Modal Secrets are env-var-shaped, so the keys file is shipped as a single env var MANTIS_TENANT_KEYS_JSON that the container writes to /tmp/tenant_keys.json at boot (see deploy/modal/modal_mantis_server.py::_bootstrap_tenant_keys).

# Create / overwrite the secret with the contents of /tmp/keys.json
modal secret create --force mantis-tenant-keys \
  MANTIS_TENANT_KEYS_JSON="$(cat /tmp/keys.json)"

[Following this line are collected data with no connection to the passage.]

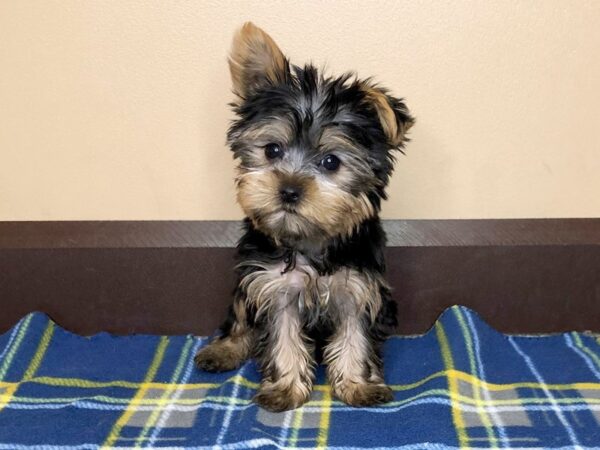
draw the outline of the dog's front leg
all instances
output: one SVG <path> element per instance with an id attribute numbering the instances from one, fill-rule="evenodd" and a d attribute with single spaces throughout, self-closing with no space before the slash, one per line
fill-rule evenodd
<path id="1" fill-rule="evenodd" d="M 392 390 L 383 381 L 381 341 L 375 328 L 382 299 L 380 281 L 354 270 L 333 277 L 334 333 L 325 347 L 327 376 L 334 394 L 352 406 L 389 402 Z"/>
<path id="2" fill-rule="evenodd" d="M 270 411 L 297 408 L 312 390 L 313 345 L 304 333 L 297 301 L 283 295 L 265 314 L 259 350 L 263 380 L 254 401 Z"/>

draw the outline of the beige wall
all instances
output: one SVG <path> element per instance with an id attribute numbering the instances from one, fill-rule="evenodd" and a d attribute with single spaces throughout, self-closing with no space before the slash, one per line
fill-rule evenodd
<path id="1" fill-rule="evenodd" d="M 600 216 L 600 1 L 0 2 L 0 220 L 229 219 L 243 21 L 418 122 L 389 218 Z"/>

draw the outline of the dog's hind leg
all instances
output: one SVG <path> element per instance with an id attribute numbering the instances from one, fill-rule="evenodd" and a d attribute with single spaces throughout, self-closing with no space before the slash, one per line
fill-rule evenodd
<path id="1" fill-rule="evenodd" d="M 235 296 L 222 331 L 221 336 L 196 354 L 194 361 L 200 369 L 207 372 L 234 370 L 250 357 L 254 332 L 248 325 L 243 296 Z"/>

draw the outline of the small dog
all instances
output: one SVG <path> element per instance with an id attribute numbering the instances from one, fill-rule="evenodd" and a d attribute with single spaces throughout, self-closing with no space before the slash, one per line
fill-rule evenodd
<path id="1" fill-rule="evenodd" d="M 254 401 L 270 411 L 308 400 L 320 360 L 340 400 L 388 402 L 380 349 L 396 307 L 378 213 L 414 120 L 370 80 L 291 65 L 252 23 L 236 34 L 229 68 L 227 137 L 247 218 L 229 317 L 196 364 L 220 372 L 255 356 Z"/>

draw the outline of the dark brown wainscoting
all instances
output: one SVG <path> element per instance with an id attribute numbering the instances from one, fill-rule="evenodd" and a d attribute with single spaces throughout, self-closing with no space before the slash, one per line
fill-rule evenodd
<path id="1" fill-rule="evenodd" d="M 398 332 L 466 305 L 500 331 L 600 332 L 600 219 L 387 221 Z M 43 311 L 81 334 L 210 334 L 235 222 L 0 222 L 0 331 Z"/>

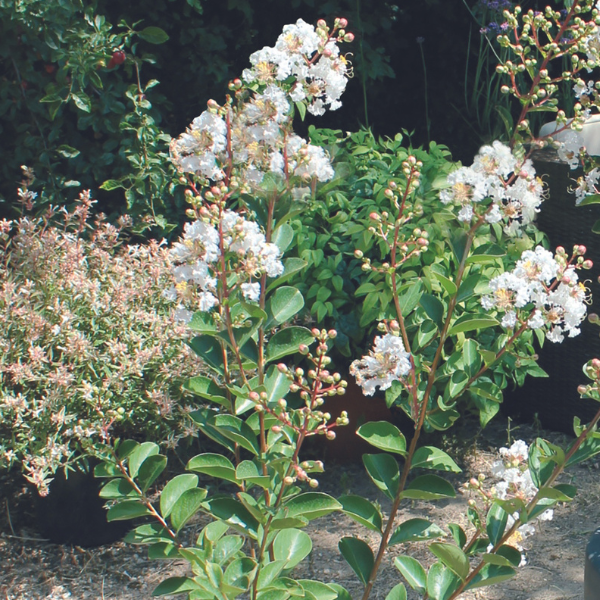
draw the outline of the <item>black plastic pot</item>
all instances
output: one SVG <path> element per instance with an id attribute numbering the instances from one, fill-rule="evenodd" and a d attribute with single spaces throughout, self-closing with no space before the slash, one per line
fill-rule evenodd
<path id="1" fill-rule="evenodd" d="M 600 528 L 596 529 L 585 550 L 583 600 L 600 600 Z"/>

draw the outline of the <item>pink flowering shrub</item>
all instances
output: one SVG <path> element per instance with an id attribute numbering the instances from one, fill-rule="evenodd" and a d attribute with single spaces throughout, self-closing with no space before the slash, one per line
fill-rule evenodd
<path id="1" fill-rule="evenodd" d="M 124 245 L 126 218 L 91 224 L 93 202 L 0 223 L 0 465 L 21 463 L 41 494 L 110 437 L 190 433 L 181 386 L 201 366 L 163 297 L 168 252 Z"/>

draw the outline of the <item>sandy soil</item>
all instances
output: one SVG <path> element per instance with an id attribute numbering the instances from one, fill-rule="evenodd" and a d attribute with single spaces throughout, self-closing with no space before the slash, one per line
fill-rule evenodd
<path id="1" fill-rule="evenodd" d="M 473 433 L 476 428 L 467 426 L 446 440 L 446 449 L 463 466 L 464 473 L 453 480 L 455 487 L 480 472 L 489 473 L 496 460 L 499 446 L 506 444 L 506 430 L 502 423 Z M 469 433 L 469 431 L 471 433 Z M 566 438 L 561 434 L 535 432 L 521 426 L 516 437 L 531 441 L 537 434 L 551 441 Z M 321 478 L 321 489 L 332 495 L 365 493 L 369 499 L 378 500 L 384 510 L 389 502 L 371 484 L 362 467 L 356 464 L 326 464 L 327 473 Z M 583 598 L 584 551 L 590 534 L 600 526 L 600 469 L 599 464 L 588 463 L 573 468 L 563 476 L 563 481 L 579 489 L 576 499 L 555 510 L 554 520 L 540 523 L 533 538 L 525 540 L 527 565 L 515 578 L 481 590 L 465 594 L 465 600 L 580 600 Z M 10 486 L 3 486 L 6 496 Z M 14 490 L 13 490 L 14 492 Z M 23 499 L 21 499 L 21 504 Z M 163 579 L 187 573 L 187 564 L 157 562 L 145 558 L 145 548 L 127 546 L 122 542 L 110 546 L 84 549 L 37 541 L 39 534 L 27 519 L 17 518 L 19 509 L 14 493 L 3 497 L 0 504 L 0 600 L 142 600 L 151 598 L 152 590 Z M 12 509 L 12 510 L 11 510 Z M 401 519 L 425 517 L 443 525 L 448 522 L 466 526 L 466 498 L 437 503 L 413 502 L 401 509 Z M 12 530 L 7 527 L 11 515 Z M 29 525 L 29 526 L 28 526 Z M 201 528 L 195 523 L 187 535 L 193 539 Z M 361 586 L 350 567 L 341 557 L 337 544 L 342 536 L 356 534 L 375 542 L 360 525 L 343 515 L 334 514 L 311 523 L 308 532 L 313 534 L 313 552 L 298 568 L 298 577 L 309 577 L 324 582 L 337 582 L 346 587 L 354 598 L 360 598 Z M 411 554 L 424 562 L 430 560 L 424 544 L 395 546 L 385 559 L 374 600 L 383 600 L 389 590 L 400 581 L 393 567 L 396 554 Z M 409 595 L 409 600 L 416 596 Z"/>

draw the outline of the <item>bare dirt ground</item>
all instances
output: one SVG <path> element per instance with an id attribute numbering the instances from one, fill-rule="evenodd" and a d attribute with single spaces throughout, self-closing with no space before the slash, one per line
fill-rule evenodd
<path id="1" fill-rule="evenodd" d="M 567 443 L 562 434 L 536 432 L 526 426 L 520 426 L 513 435 L 527 442 L 541 435 L 553 442 Z M 464 468 L 464 472 L 453 479 L 458 488 L 471 476 L 490 472 L 497 458 L 497 448 L 507 443 L 507 433 L 501 422 L 481 433 L 477 433 L 476 427 L 465 426 L 453 440 L 445 443 L 446 450 L 457 457 Z M 334 496 L 347 492 L 365 494 L 371 500 L 378 500 L 384 512 L 389 510 L 389 502 L 371 484 L 361 466 L 330 462 L 326 468 L 327 473 L 321 478 L 322 491 Z M 560 505 L 555 510 L 552 521 L 538 523 L 534 537 L 524 541 L 527 565 L 519 569 L 512 580 L 469 592 L 463 596 L 465 600 L 583 598 L 585 546 L 590 534 L 600 526 L 599 465 L 596 462 L 574 467 L 562 480 L 577 486 L 579 493 L 571 504 Z M 14 497 L 2 498 L 0 513 L 10 512 L 13 501 Z M 456 499 L 437 503 L 415 501 L 402 508 L 400 518 L 419 516 L 441 526 L 455 522 L 467 527 L 466 501 L 460 494 Z M 6 515 L 1 520 L 6 521 Z M 200 527 L 200 523 L 190 526 L 187 532 L 190 539 Z M 10 527 L 3 529 L 0 534 L 0 600 L 146 600 L 166 577 L 187 573 L 187 564 L 183 561 L 147 560 L 143 547 L 122 542 L 92 549 L 49 544 L 31 539 L 39 534 L 26 522 L 19 527 L 13 523 L 14 532 Z M 337 544 L 341 537 L 356 534 L 374 545 L 375 534 L 371 536 L 371 532 L 340 514 L 313 521 L 308 532 L 313 538 L 313 552 L 297 568 L 296 575 L 326 583 L 337 582 L 354 598 L 360 598 L 361 586 L 341 557 Z M 371 596 L 374 600 L 383 600 L 401 580 L 393 567 L 393 557 L 399 553 L 431 562 L 425 544 L 394 546 L 385 558 L 385 567 Z M 409 600 L 416 598 L 410 593 L 409 590 Z"/>

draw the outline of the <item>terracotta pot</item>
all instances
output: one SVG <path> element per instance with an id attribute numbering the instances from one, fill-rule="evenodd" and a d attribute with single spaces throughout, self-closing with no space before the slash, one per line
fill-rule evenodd
<path id="1" fill-rule="evenodd" d="M 596 529 L 585 550 L 583 600 L 600 600 L 600 528 Z"/>

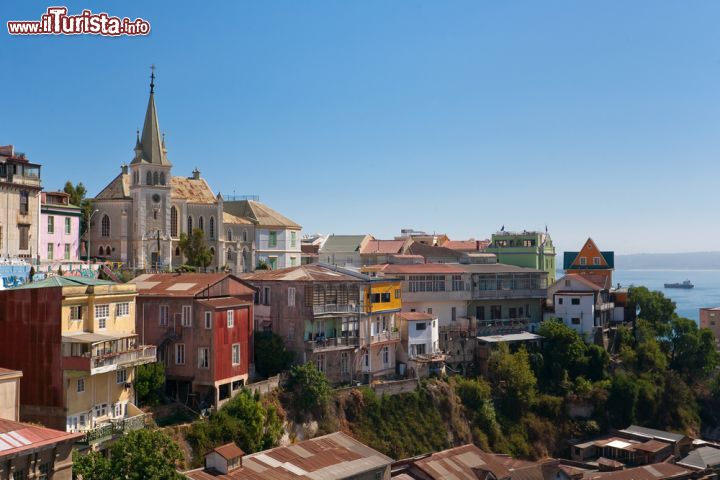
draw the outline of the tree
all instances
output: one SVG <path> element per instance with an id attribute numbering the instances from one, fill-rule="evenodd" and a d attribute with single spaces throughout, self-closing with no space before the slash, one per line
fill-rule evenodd
<path id="1" fill-rule="evenodd" d="M 574 380 L 585 373 L 587 345 L 580 335 L 559 320 L 543 322 L 538 332 L 543 337 L 544 380 L 557 388 L 567 375 Z"/>
<path id="2" fill-rule="evenodd" d="M 110 458 L 98 452 L 74 454 L 73 476 L 82 480 L 175 480 L 182 466 L 180 447 L 160 430 L 142 428 L 118 439 Z"/>
<path id="3" fill-rule="evenodd" d="M 520 348 L 510 353 L 508 346 L 501 344 L 490 354 L 488 368 L 500 408 L 507 416 L 520 418 L 537 394 L 537 378 L 530 368 L 527 350 Z"/>
<path id="4" fill-rule="evenodd" d="M 273 332 L 255 334 L 255 371 L 260 375 L 271 377 L 284 372 L 290 367 L 293 356 L 280 335 Z"/>
<path id="5" fill-rule="evenodd" d="M 612 377 L 607 411 L 613 426 L 625 428 L 635 422 L 638 404 L 638 385 L 632 374 L 616 372 Z"/>
<path id="6" fill-rule="evenodd" d="M 212 262 L 213 254 L 205 243 L 205 233 L 200 228 L 192 231 L 189 237 L 186 233 L 180 234 L 180 250 L 193 267 L 207 268 Z"/>
<path id="7" fill-rule="evenodd" d="M 628 311 L 631 315 L 639 309 L 639 318 L 647 320 L 659 336 L 669 333 L 670 322 L 675 317 L 675 302 L 662 292 L 650 291 L 646 287 L 628 289 Z"/>
<path id="8" fill-rule="evenodd" d="M 292 394 L 298 412 L 320 409 L 330 398 L 330 384 L 325 374 L 311 362 L 290 368 L 285 389 Z"/>
<path id="9" fill-rule="evenodd" d="M 698 329 L 692 320 L 680 317 L 672 320 L 667 343 L 670 368 L 687 379 L 704 379 L 718 366 L 712 332 L 706 328 Z"/>
<path id="10" fill-rule="evenodd" d="M 85 232 L 87 232 L 88 222 L 90 221 L 90 215 L 92 215 L 93 210 L 92 202 L 85 198 L 87 195 L 87 189 L 82 182 L 77 185 L 73 185 L 73 183 L 68 180 L 65 182 L 63 191 L 70 195 L 70 204 L 80 207 L 80 236 L 82 237 L 85 235 Z"/>
<path id="11" fill-rule="evenodd" d="M 161 362 L 147 363 L 137 368 L 135 392 L 142 405 L 157 405 L 165 387 L 165 366 Z"/>

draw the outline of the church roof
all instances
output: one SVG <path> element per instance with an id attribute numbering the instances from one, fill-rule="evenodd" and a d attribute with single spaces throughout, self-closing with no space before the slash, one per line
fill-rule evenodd
<path id="1" fill-rule="evenodd" d="M 170 188 L 172 198 L 184 199 L 190 203 L 217 203 L 215 194 L 204 178 L 172 177 Z"/>
<path id="2" fill-rule="evenodd" d="M 153 73 L 153 81 L 155 75 Z M 147 110 L 145 112 L 145 123 L 143 124 L 142 136 L 140 144 L 136 148 L 140 148 L 139 155 L 136 155 L 132 164 L 152 163 L 155 165 L 172 165 L 167 159 L 165 153 L 165 142 L 160 135 L 160 123 L 158 122 L 157 108 L 155 107 L 155 93 L 153 92 L 155 85 L 150 83 L 150 99 L 148 100 Z"/>
<path id="3" fill-rule="evenodd" d="M 130 198 L 130 175 L 121 173 L 95 196 L 95 200 L 125 200 Z"/>
<path id="4" fill-rule="evenodd" d="M 246 218 L 261 227 L 301 228 L 286 216 L 254 200 L 230 201 L 225 202 L 223 206 L 226 212 L 236 217 Z"/>
<path id="5" fill-rule="evenodd" d="M 252 222 L 250 220 L 240 218 L 228 212 L 223 212 L 223 223 L 231 223 L 235 225 L 252 225 Z"/>

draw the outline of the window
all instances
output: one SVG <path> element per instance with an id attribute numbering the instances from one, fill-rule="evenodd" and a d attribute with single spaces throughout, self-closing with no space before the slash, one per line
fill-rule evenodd
<path id="1" fill-rule="evenodd" d="M 425 355 L 424 343 L 416 343 L 413 347 L 415 347 L 415 355 Z"/>
<path id="2" fill-rule="evenodd" d="M 192 230 L 193 230 L 192 227 L 193 227 L 192 217 L 190 215 L 188 215 L 188 218 L 187 218 L 187 234 L 188 235 L 190 235 L 192 233 Z"/>
<path id="3" fill-rule="evenodd" d="M 380 295 L 380 301 L 382 303 L 388 303 L 390 301 L 390 292 L 386 292 Z"/>
<path id="4" fill-rule="evenodd" d="M 27 250 L 30 248 L 30 225 L 18 224 L 18 233 L 20 234 L 18 248 L 20 250 Z"/>
<path id="5" fill-rule="evenodd" d="M 297 232 L 290 232 L 290 248 L 297 247 Z"/>
<path id="6" fill-rule="evenodd" d="M 563 304 L 563 297 L 560 297 L 560 298 L 558 298 L 558 305 L 562 305 L 562 304 Z"/>
<path id="7" fill-rule="evenodd" d="M 210 217 L 210 238 L 215 238 L 215 217 Z"/>
<path id="8" fill-rule="evenodd" d="M 212 328 L 212 312 L 205 312 L 205 329 L 210 330 Z"/>
<path id="9" fill-rule="evenodd" d="M 580 265 L 587 265 L 587 258 L 580 257 Z"/>
<path id="10" fill-rule="evenodd" d="M 148 185 L 152 185 L 152 172 L 147 172 L 145 175 L 145 183 Z"/>
<path id="11" fill-rule="evenodd" d="M 176 257 L 180 256 L 180 247 L 175 247 L 175 256 Z"/>
<path id="12" fill-rule="evenodd" d="M 53 215 L 48 216 L 47 230 L 47 233 L 55 233 L 55 217 Z"/>
<path id="13" fill-rule="evenodd" d="M 127 382 L 127 370 L 121 368 L 115 371 L 115 383 L 120 384 L 125 382 Z"/>
<path id="14" fill-rule="evenodd" d="M 462 275 L 453 275 L 452 276 L 452 289 L 453 289 L 453 292 L 459 292 L 459 291 L 465 290 L 465 285 L 462 281 Z"/>
<path id="15" fill-rule="evenodd" d="M 10 480 L 27 480 L 27 473 L 25 473 L 25 470 L 22 468 L 16 468 L 12 476 L 10 477 Z"/>
<path id="16" fill-rule="evenodd" d="M 182 323 L 183 327 L 192 327 L 192 307 L 190 305 L 183 305 L 182 307 Z"/>
<path id="17" fill-rule="evenodd" d="M 104 417 L 108 413 L 108 404 L 107 403 L 101 403 L 98 405 L 95 405 L 95 416 L 96 417 Z"/>
<path id="18" fill-rule="evenodd" d="M 0 225 L 0 249 L 3 246 L 3 227 Z"/>
<path id="19" fill-rule="evenodd" d="M 235 311 L 228 310 L 227 311 L 227 327 L 233 328 L 234 326 L 235 326 Z"/>
<path id="20" fill-rule="evenodd" d="M 105 249 L 100 245 L 100 248 L 98 248 L 98 256 L 102 257 L 103 255 L 105 255 Z"/>
<path id="21" fill-rule="evenodd" d="M 77 379 L 77 393 L 83 393 L 84 391 L 85 391 L 85 379 L 78 378 Z"/>
<path id="22" fill-rule="evenodd" d="M 348 373 L 350 370 L 348 368 L 348 352 L 341 352 L 340 353 L 340 373 Z"/>
<path id="23" fill-rule="evenodd" d="M 160 305 L 160 325 L 167 325 L 168 324 L 168 317 L 169 317 L 169 310 L 167 305 Z"/>
<path id="24" fill-rule="evenodd" d="M 600 257 L 593 257 L 593 265 L 600 265 Z"/>
<path id="25" fill-rule="evenodd" d="M 234 343 L 232 346 L 232 364 L 240 365 L 240 344 Z"/>
<path id="26" fill-rule="evenodd" d="M 430 315 L 432 315 L 432 308 L 428 307 L 427 313 L 429 313 Z"/>
<path id="27" fill-rule="evenodd" d="M 210 368 L 210 349 L 208 347 L 198 348 L 198 368 Z"/>
<path id="28" fill-rule="evenodd" d="M 580 299 L 579 298 L 573 298 L 570 300 L 570 303 L 573 305 L 580 305 Z"/>
<path id="29" fill-rule="evenodd" d="M 110 305 L 95 305 L 95 319 L 100 330 L 107 326 L 107 318 L 110 316 Z"/>
<path id="30" fill-rule="evenodd" d="M 416 331 L 425 330 L 425 329 L 427 329 L 427 323 L 425 323 L 425 322 L 417 322 L 417 323 L 415 324 L 415 330 L 416 330 Z"/>
<path id="31" fill-rule="evenodd" d="M 70 260 L 70 244 L 65 244 L 65 260 Z"/>
<path id="32" fill-rule="evenodd" d="M 502 305 L 490 305 L 490 320 L 502 318 Z"/>
<path id="33" fill-rule="evenodd" d="M 277 232 L 268 233 L 268 247 L 269 248 L 277 247 Z"/>
<path id="34" fill-rule="evenodd" d="M 318 372 L 325 373 L 325 355 L 324 354 L 318 354 L 315 357 L 315 368 L 318 369 Z"/>
<path id="35" fill-rule="evenodd" d="M 48 258 L 48 260 L 52 260 L 52 259 L 53 259 L 53 246 L 54 246 L 54 244 L 52 244 L 52 243 L 48 243 L 48 244 L 47 244 L 47 258 Z"/>
<path id="36" fill-rule="evenodd" d="M 37 477 L 38 480 L 47 480 L 48 478 L 50 478 L 51 469 L 49 463 L 41 464 L 38 470 L 40 472 L 40 475 Z"/>
<path id="37" fill-rule="evenodd" d="M 270 287 L 263 287 L 263 305 L 270 305 Z"/>
<path id="38" fill-rule="evenodd" d="M 295 306 L 295 287 L 288 288 L 288 307 Z"/>
<path id="39" fill-rule="evenodd" d="M 160 172 L 160 185 L 165 185 L 165 174 Z"/>
<path id="40" fill-rule="evenodd" d="M 383 359 L 383 365 L 385 367 L 390 365 L 390 349 L 388 347 L 383 347 L 382 359 Z"/>
<path id="41" fill-rule="evenodd" d="M 297 257 L 290 257 L 290 266 L 297 267 Z"/>
<path id="42" fill-rule="evenodd" d="M 453 322 L 457 320 L 457 307 L 452 307 L 450 309 L 450 320 L 452 320 Z"/>
<path id="43" fill-rule="evenodd" d="M 122 417 L 123 416 L 123 404 L 122 403 L 116 403 L 113 405 L 113 416 L 114 417 Z"/>
<path id="44" fill-rule="evenodd" d="M 198 228 L 203 232 L 205 231 L 205 217 L 198 218 Z"/>
<path id="45" fill-rule="evenodd" d="M 227 229 L 227 232 L 225 232 L 225 240 L 232 242 L 232 230 L 229 228 Z"/>
<path id="46" fill-rule="evenodd" d="M 115 307 L 115 316 L 127 317 L 128 315 L 130 315 L 130 304 L 127 302 L 118 303 Z"/>
<path id="47" fill-rule="evenodd" d="M 580 325 L 580 319 L 579 319 L 579 318 L 573 318 L 573 319 L 572 319 L 572 324 L 573 324 L 573 325 Z"/>
<path id="48" fill-rule="evenodd" d="M 27 190 L 23 190 L 22 192 L 20 192 L 20 215 L 27 215 L 30 211 L 29 198 L 30 194 L 27 192 Z"/>
<path id="49" fill-rule="evenodd" d="M 185 344 L 175 344 L 175 365 L 185 365 Z"/>
<path id="50" fill-rule="evenodd" d="M 70 320 L 82 320 L 82 305 L 72 305 L 70 307 Z"/>
<path id="51" fill-rule="evenodd" d="M 400 298 L 400 289 L 399 288 L 395 289 L 395 298 Z"/>
<path id="52" fill-rule="evenodd" d="M 157 185 L 160 183 L 160 178 L 158 177 L 158 172 L 153 173 L 153 185 Z"/>
<path id="53" fill-rule="evenodd" d="M 178 214 L 177 214 L 177 208 L 175 208 L 175 205 L 170 207 L 170 236 L 171 237 L 178 236 Z"/>
<path id="54" fill-rule="evenodd" d="M 247 242 L 247 238 L 248 238 L 248 237 L 247 237 L 247 230 L 243 230 L 243 232 L 242 232 L 242 241 L 243 241 L 243 242 Z"/>

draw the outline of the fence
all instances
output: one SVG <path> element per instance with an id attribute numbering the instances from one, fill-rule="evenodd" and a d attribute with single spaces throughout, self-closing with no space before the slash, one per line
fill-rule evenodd
<path id="1" fill-rule="evenodd" d="M 273 390 L 277 390 L 280 386 L 280 375 L 275 375 L 267 380 L 261 382 L 248 383 L 246 388 L 253 393 L 259 393 L 260 395 L 266 395 Z"/>

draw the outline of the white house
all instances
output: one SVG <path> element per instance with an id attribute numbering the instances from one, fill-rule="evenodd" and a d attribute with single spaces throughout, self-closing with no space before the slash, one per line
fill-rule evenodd
<path id="1" fill-rule="evenodd" d="M 580 335 L 592 338 L 598 329 L 612 320 L 615 304 L 609 293 L 581 275 L 568 274 L 548 288 L 553 312 L 546 318 L 558 318 Z"/>
<path id="2" fill-rule="evenodd" d="M 410 376 L 426 377 L 442 373 L 444 355 L 439 346 L 437 315 L 423 312 L 405 312 L 396 315 L 400 329 L 398 360 L 407 363 Z"/>

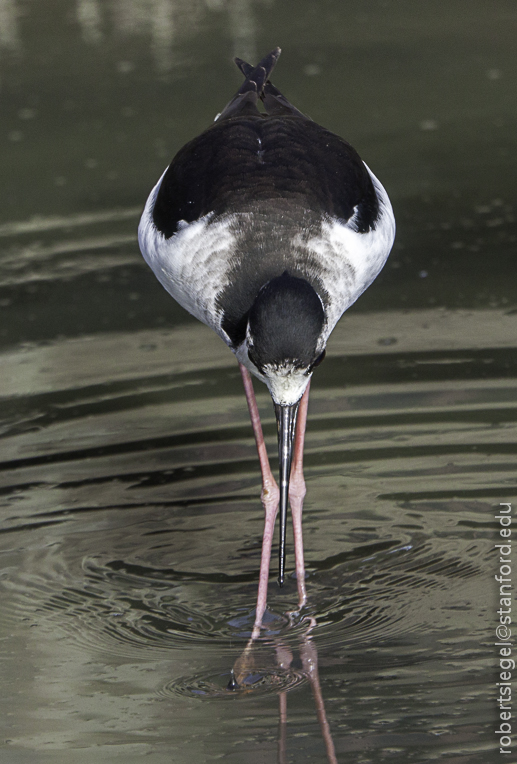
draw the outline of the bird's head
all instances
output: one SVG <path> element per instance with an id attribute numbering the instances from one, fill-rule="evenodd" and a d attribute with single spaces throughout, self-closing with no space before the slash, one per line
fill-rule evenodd
<path id="1" fill-rule="evenodd" d="M 278 425 L 280 463 L 280 586 L 285 570 L 289 477 L 300 400 L 325 356 L 325 311 L 308 281 L 285 271 L 258 293 L 248 315 L 247 354 L 264 378 Z"/>
<path id="2" fill-rule="evenodd" d="M 276 406 L 302 397 L 325 355 L 325 312 L 316 290 L 285 271 L 258 293 L 248 314 L 248 358 L 263 376 Z"/>

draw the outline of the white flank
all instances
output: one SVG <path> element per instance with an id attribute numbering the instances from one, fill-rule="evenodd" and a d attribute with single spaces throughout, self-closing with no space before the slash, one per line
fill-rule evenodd
<path id="1" fill-rule="evenodd" d="M 315 256 L 314 276 L 328 293 L 326 343 L 345 310 L 367 289 L 380 273 L 395 240 L 395 217 L 388 194 L 367 165 L 379 200 L 375 230 L 359 233 L 354 218 L 347 223 L 324 221 L 321 236 L 309 240 L 295 237 L 294 244 Z"/>
<path id="2" fill-rule="evenodd" d="M 169 294 L 229 344 L 216 299 L 228 283 L 229 262 L 235 250 L 233 216 L 214 224 L 209 224 L 212 213 L 193 223 L 180 222 L 178 232 L 165 238 L 152 218 L 162 179 L 163 175 L 151 191 L 138 227 L 144 259 Z"/>

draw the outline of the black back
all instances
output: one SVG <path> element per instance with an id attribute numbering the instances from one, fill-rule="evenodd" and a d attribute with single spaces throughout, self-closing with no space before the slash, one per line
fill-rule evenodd
<path id="1" fill-rule="evenodd" d="M 349 143 L 308 119 L 259 115 L 216 122 L 187 143 L 165 173 L 153 220 L 168 238 L 181 220 L 276 199 L 344 222 L 357 208 L 360 233 L 378 213 L 371 178 Z"/>

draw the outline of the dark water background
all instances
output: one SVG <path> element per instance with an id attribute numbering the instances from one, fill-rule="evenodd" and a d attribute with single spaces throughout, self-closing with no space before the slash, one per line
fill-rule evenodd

# Force a fresh container to pick up the new secret on next request.
# Modal scales replicas at request time, so this is automatic after
# a few minutes of idle, but `app stop` makes it immediate.
modal app stop mantis-server

To edit (e.g. add a domain to allowed_domains or rotate a token):

# 1. Pull the current keys
modal secret get mantis-tenant-keys MANTIS_TENANT_KEYS_JSON > /tmp/keys.json

# 2. Edit /tmp/keys.json — add domains, change caps, rotate tokens

# 3. Push it back + restart replicas
modal secret create --force mantis-tenant-keys \
  MANTIS_TENANT_KEYS_JSON="$(cat /tmp/keys.json)"
modal app stop mantis-server

The 5-second hot-reload still works within a container (edits to the file the bootstrap wrote), but secret updates require a new container boot to pick up — that's what the app stop gives you. Don't redeploy the function unless the code itself changed; app stop is enough to retire all warm replicas.

Auditing the live keys¶

The runtime never logs tokens, only tenant_id. Every request emits:

{
  "ts": "2026-04-28T02:14:32Z",
  "level": "INFO",
  "logger": "mantis_agent.baseten_server",
  "msg": "predict tenant=tenant_a scope=run state_key=… detached=true action=run",
  "tenant_id": "tenant_a"
}

To see who's active right now:

kubectl logs -l app=mantis-holo3-server --tail=1000 \
  | jq -r 'select(.tenant_id) | .tenant_id' \
  | sort | uniq -c | sort -rn

For longer windows, use the mantis_predict_requests_total counter from /metrics (see Metrics).

What's NOT in this PR¶

Self-service token issuance (admin API for tenants to rotate their own keys without operator action) — Tier 3 follow-up.
Tenant-scoped Anthropic budget tracking — costs are reported per-run today; aggregating to a tenant-level monthly budget is left to your billing system using the metrics counters.
Token expiration / TTL — currently tokens are immortal until removed. Add a cron that prunes by hand or wait for the Tier 3 admin API.